Martin Keown may have flummoxed Liverpool supporters with his take on Mohamed Salah’s penalty claim against Cardiff City on Sunday.
But there was one opinion that spoke volumes for what Jurgen Klopp and his players are producing this season.
As part of the Arsenal team that, along with Manchester United, dominated the landscape of English football during the late 1990s and early 2000s, BBC Match of the Day pundit Keown knows what it takes to win a championship.
And when discussing the “tortuous” time in between games during a title run-in, the ex-England international expressed his astonishment at the relentless nature of this Reds side.
“Liverpool are a champion team,” he said.
A champion team, yes, but without a trophy to show for it. Yet.
Despite losing just one of 35 Premier League games this season, the Reds still find themselves hoping for favours with Manchester City, two points adrift of the leaders, possessing the ace up the sleeve of their game in hand at neighbours United on Wednesday.

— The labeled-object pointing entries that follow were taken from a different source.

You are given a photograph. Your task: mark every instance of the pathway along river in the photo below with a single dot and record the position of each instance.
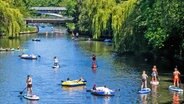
(75, 59)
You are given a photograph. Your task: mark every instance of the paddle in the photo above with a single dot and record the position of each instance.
(22, 91)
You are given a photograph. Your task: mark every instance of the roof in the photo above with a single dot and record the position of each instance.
(49, 8)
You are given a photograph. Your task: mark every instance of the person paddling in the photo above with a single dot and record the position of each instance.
(29, 85)
(144, 80)
(56, 61)
(94, 58)
(176, 77)
(154, 73)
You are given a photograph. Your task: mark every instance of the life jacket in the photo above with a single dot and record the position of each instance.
(176, 75)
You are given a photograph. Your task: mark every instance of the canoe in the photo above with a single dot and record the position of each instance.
(72, 83)
(144, 91)
(102, 91)
(177, 89)
(33, 97)
(27, 56)
(154, 82)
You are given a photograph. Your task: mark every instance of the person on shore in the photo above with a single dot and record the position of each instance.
(154, 73)
(144, 80)
(176, 77)
(29, 85)
(56, 61)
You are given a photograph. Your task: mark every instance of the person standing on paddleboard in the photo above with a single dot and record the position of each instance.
(144, 80)
(56, 61)
(154, 73)
(29, 85)
(176, 77)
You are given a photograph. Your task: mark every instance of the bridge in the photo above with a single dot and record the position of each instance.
(48, 20)
(49, 11)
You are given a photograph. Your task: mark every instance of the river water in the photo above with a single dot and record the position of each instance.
(75, 59)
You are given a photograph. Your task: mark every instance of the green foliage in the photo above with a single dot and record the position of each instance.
(71, 26)
(11, 19)
(136, 25)
(70, 5)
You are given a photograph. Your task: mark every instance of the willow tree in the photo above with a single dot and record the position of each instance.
(120, 14)
(95, 16)
(11, 19)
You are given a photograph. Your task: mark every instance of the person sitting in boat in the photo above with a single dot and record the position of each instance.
(144, 80)
(94, 87)
(154, 73)
(176, 75)
(56, 61)
(29, 85)
(81, 79)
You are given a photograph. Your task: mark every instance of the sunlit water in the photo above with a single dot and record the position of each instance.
(75, 59)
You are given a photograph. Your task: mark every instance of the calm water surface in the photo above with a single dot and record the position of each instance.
(75, 59)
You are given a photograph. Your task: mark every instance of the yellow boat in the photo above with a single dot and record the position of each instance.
(72, 83)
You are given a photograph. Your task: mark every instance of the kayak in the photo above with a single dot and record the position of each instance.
(27, 56)
(102, 91)
(154, 82)
(72, 83)
(33, 97)
(144, 91)
(177, 89)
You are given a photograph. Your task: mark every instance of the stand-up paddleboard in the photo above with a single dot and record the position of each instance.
(56, 66)
(33, 97)
(177, 89)
(144, 91)
(154, 82)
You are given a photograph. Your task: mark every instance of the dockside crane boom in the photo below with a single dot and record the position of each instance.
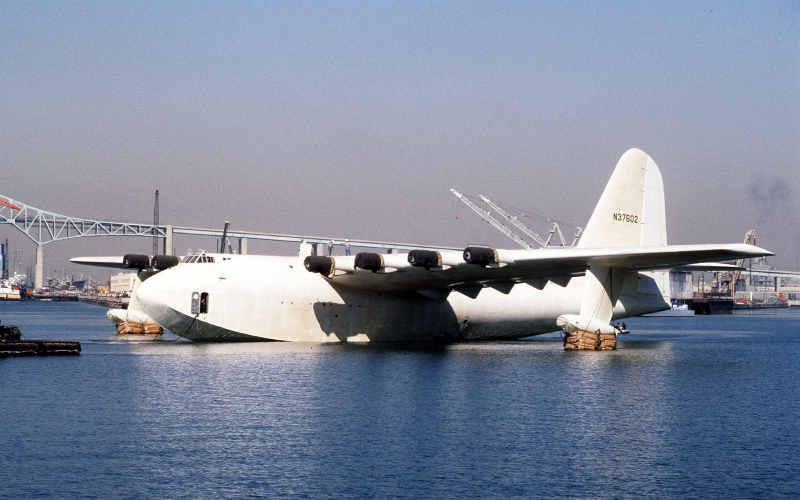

That Liverpool’s solitary defeat was a narrow loss at their title rivals hasn’t been lost on those preparing to pinpoint the precise moment the championship was won and lost.
Klopp doesn’t have any time for such bull***t, as he puts it. Especially when there remains so much still to play for.
The raw facts underline the ongoing achievement of this remarkable Liverpool side.
With 88 points, they already have their highest points tally in Premier League history with three games to play.
Should they beat relegated Huddersfield Town at home on Friday, they will move on to 91 points – a total beaten only by Chelsea in 2005 and 2017, and City last season. All three were crowned champions.
And consider this.
Liverpool will finish on 97 points if they win their remaining games. If they don’t then win the title, it will be the highest points total by any top-flight team in Europe’s leading domestic leagues for a team not finishing top.
At present, that unenviable record is held by Real Madrid, who finished second in Spain with 96 points in 2010.
The team that beat them to the La Liga crown? Pep Guardiola’s Barcelona.
But this Liverpool season hasn’t just been about the numbers, the wins, the incessant back and forth in recent months with City at the top of the table.
It has been about a succession of defining moments, impressive individual displays and, above all, abiding memories.
While not as wild, for want of a better word, as last season, Liverpool have matured into a more rounded team, mean at the back, spiky and hard-working in midfield, and no less dangerous up front. And one packed with bags and bags of character.
The one thing that has rang loudest of all, though, is unity. Unity among the squad, unity among the coaching staff, unity among the supporters, with all three working together.
Rarely has a Liverpool campaign felt so inclusive, a reflection of their manager’s personality. The fans, both at Anfield and on the road, have revelled in it.
Last season’s City team are rightly regarded as English football’s new benchmark, with Guardiola’s men this time around almost reaching those same giddy 100-point heights.
That Liverpool have kept pace with them is truly astonishing.